Boys, she explained, give their share of the whale to elders and widows. “You should see the smile on their faces when they give their share to an elder.” Girls also are part of the harvest. “I was part of the harvest at 9 years old. We pitch a tent down on the ice and make four or five meals a day for the men. We have coffee and tea all day, and dry clothes for them. I had that opportunity and I want to give it to my granddaughters.”

Life without the whales would be impossible for the villagers. “It is our identity, it’s who we are. When we don’t land a whale, we are not a community. Your identity is taken away when you are not part of that. There’s so much at stake.”

“We’ve been working to convince the administration not to lease on fragile ecosystem, natural, cultural resources. We need more science before we lease in the Arctic,” said the Pew Environment Group’s Marilyn Heiman. Among the scientific studies Heiman wants before drilling goes forward is a U.S. Geological Survey science and oil spill gap analysis.

Government-to-Government Consultations
Edwardson and Cannon said that government-to-government consultation had failed. “We had a meeting with the Minerals Management Service in Alaska one day and asked them not to go forward. The next day MMS Washington conducted the lease sale [Chukchi Lease Sale 193]. Our sovereignty should have been enough to stop it. Does the U.S. not have to listen to anyone anymore?”

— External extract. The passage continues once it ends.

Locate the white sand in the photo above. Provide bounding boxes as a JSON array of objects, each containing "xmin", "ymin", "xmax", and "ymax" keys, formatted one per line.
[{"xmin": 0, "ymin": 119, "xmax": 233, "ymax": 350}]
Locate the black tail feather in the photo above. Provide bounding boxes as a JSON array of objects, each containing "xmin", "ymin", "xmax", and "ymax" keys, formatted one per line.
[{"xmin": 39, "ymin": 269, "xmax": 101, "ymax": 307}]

“Our brothers and sisters in the Gulf cannot go out there and do subsistence fishing. It breaks my heart. Our hearts and prayers go out to them.” The Gulf tragedy has finally brought attention to risks of Alaska drilling. “No one was listening to us before that,” Cannon said.

Court Case
Earthjustice sued to stop Shell on behalf of several conservation and Native groups. They lost when the U.S. 9th Circuit Court of Appeals found against them and prohibited an appeal. Earthjustice attorney Erik Grafe said the groups alleged MMS had violated the National Environmental Protection Act by not doing an adequate environmental analysis before issuing Shell’s permit.

“MMS should have considered the possible effects of drilling in the feeding area of the endangered bowhead whale.” Grafe said the court ruled that MMS had complied with federal regulations at the time it issued the permit, despite his arguments that the Gulf oil spill required that Shell’s plan be re-analyzed. “They assumed there would be no oil spill because there hadn’t been one in 30 years, but the BP spill changed that. Under NEPA, you have to re-analyze when new information becomes available.”

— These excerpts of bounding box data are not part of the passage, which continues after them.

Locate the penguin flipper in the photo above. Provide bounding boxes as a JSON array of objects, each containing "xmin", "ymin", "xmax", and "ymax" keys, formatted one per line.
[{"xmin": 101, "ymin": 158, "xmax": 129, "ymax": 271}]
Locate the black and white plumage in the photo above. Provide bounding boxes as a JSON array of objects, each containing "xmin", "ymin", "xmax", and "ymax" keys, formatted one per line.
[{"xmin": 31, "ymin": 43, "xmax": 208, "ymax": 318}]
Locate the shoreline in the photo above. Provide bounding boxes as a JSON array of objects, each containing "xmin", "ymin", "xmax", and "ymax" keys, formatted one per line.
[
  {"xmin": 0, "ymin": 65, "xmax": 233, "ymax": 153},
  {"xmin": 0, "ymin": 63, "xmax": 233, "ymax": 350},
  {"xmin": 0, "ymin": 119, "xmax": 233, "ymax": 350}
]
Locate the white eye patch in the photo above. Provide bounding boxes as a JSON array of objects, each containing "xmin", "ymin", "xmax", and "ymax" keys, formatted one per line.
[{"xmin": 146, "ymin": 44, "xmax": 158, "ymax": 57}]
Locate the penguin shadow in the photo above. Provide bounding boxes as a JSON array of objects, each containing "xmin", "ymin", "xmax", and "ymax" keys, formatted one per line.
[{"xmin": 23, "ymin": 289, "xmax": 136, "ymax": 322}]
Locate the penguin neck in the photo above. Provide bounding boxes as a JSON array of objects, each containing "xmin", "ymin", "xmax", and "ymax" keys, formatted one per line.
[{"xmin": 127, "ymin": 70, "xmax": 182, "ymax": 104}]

Edwardson said the proceeding was weighted against them. “Two of the judges questioned our attorney as if they were trying to find fault with his arguments. They made the decision after the Gulf of Mexico accident on April 20, but they would not take that into consideration.”

“Even though the judges knew about the oil spill in the Gulf of Mexico, they still made the decision not to listen to us about Shell. They made the decision knowingly,” Cannon said.

The Future
Minerals Management Service Director Elizabeth Birnbaum was forced to resign on the same day the president announced the suspension of offshore drilling permits. Two days earlier the Interior Department’s Office of the Inspector General had released a report excoriating MMS because inspectors had been shown to accept gifts from oil industry officials and to have downloaded pornography to agency computers. Also on May 25, the Washington Post published an investigative report alleging that MMS had intentionally ignored a scientist’s report on potential damages from an oil industry accident In the Arctic in order to avoid triggering an environmental impact statement.

Cheramie is a U.S. Coast Guard licensed mariner who worked in the oil fields. “I’m of the opinion,” he said, “that we don’t have the technology to be drilling where we are. Maybe we shouldn’t be drilling there.”

It’s an opinion that others share.

Edwardson, a geologist who spent 14 years working in the oil industry, said, “We’re opposed to drilling not because we’re worried and afraid but because they know exactly what they can do and can’t do in the Arctic – they have that knowledge from me and others who have worked for them.”

“Shell says a spill is not going to occur,” Cannon said. “Traditional knowledge tells us differently.”